Présenter l’Etat d’Israël comme victime de racisme et d’antisémitisme quand on le critique politiquement, c’est très pratique (voir, il n’y a pas si longtemps, le cas d’Edgar Morin). Présenter toute plaisanterie sur les femmes, les homosexuels ou les handicapés comme une atteinte  insupportable aux droits de ces personnes, elles-mêmes présentées comme des victimes (sexisme, homophobie et tout ça), c’est aussi très pratique.

 

Et pourquoi est-ce très pratique de se poser en victime, demandera-t-on ? La raison est très simple à comprendre : parce que ça autorise la victime à demander réparation. Ben oui, aujourd’hui, si vous racontez en public une blague, même mauvaise, sur les femmes, les juifs, les Arabes, vous allez voir tous les rapaces et les hyènes de toutes les « associations de victimes » se jeter sur vous pour se partager votre cadavre. C’est une image.

 

Ces associations se nomment LICRA, FIDH, Osez le féminisme, Les chiennes de garde, la fédération « LGBT », etc. Et elles se jettent sur vous par tribunal interposé. Elles portent plainte. Parce qu’on a fait les lois que toutes ces « victimes » réclamaient depuis longtemps, et qui leur permettent de se porter partie civile. Le moindre pet de travers ne doit pas rester impuni.
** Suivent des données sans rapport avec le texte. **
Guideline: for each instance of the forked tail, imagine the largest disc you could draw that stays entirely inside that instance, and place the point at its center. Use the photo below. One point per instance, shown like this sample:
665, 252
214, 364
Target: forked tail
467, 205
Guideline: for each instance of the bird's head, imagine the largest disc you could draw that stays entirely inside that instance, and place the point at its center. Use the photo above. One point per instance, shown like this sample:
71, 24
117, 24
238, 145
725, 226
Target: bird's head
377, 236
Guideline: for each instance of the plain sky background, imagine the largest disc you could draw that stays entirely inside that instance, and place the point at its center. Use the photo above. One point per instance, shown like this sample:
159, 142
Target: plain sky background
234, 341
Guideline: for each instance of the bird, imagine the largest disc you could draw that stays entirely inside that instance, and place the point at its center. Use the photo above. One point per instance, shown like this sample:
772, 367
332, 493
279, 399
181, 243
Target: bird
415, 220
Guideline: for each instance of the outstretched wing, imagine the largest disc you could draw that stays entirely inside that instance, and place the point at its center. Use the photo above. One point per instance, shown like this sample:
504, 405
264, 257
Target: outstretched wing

Le glaive de la justice doit frapper.

 

On demande (on obtient) réparation du préjudice subi. Ici, ce sera une affiche de publicité « portant atteinte à la dignité des femmes ». Là, ce sera un propos montrant une intolérable intolérance à l’encontre des juifs, des Arabes, des homosexuels (rayer la mention inutile en fonction du cas rencontré). Tout cela doit être assimilé à de la délinquance. Le coupable doit payer.

 

L’irremplaçable Philippe Muray dénonce très souvent ce qu’il appelle « l’envie de pénal ». J’appellerais cela une tendance à la « pénalophilie ». Des juristes très sérieux s’inquiètent même de la dérive que cette omniprésence des « victimes » potentielles fait planer à court terme sur ce que les journalistes et politiciens appellent vilainement « le » vivre ensemble. Cela s’appelle « judiciarisation » de la vie en société. Bon, en France, les avocats ne sont pas encore, comme c’est le cas aux Etats-Unis, à faire du porte-à-porte pour s’enquérir des « préjudices » dont vous avez été « victime ». Mais la tendance est là. 

 

Allez ! Foin de pessimisme ! En route vers le « meilleur des mondes ».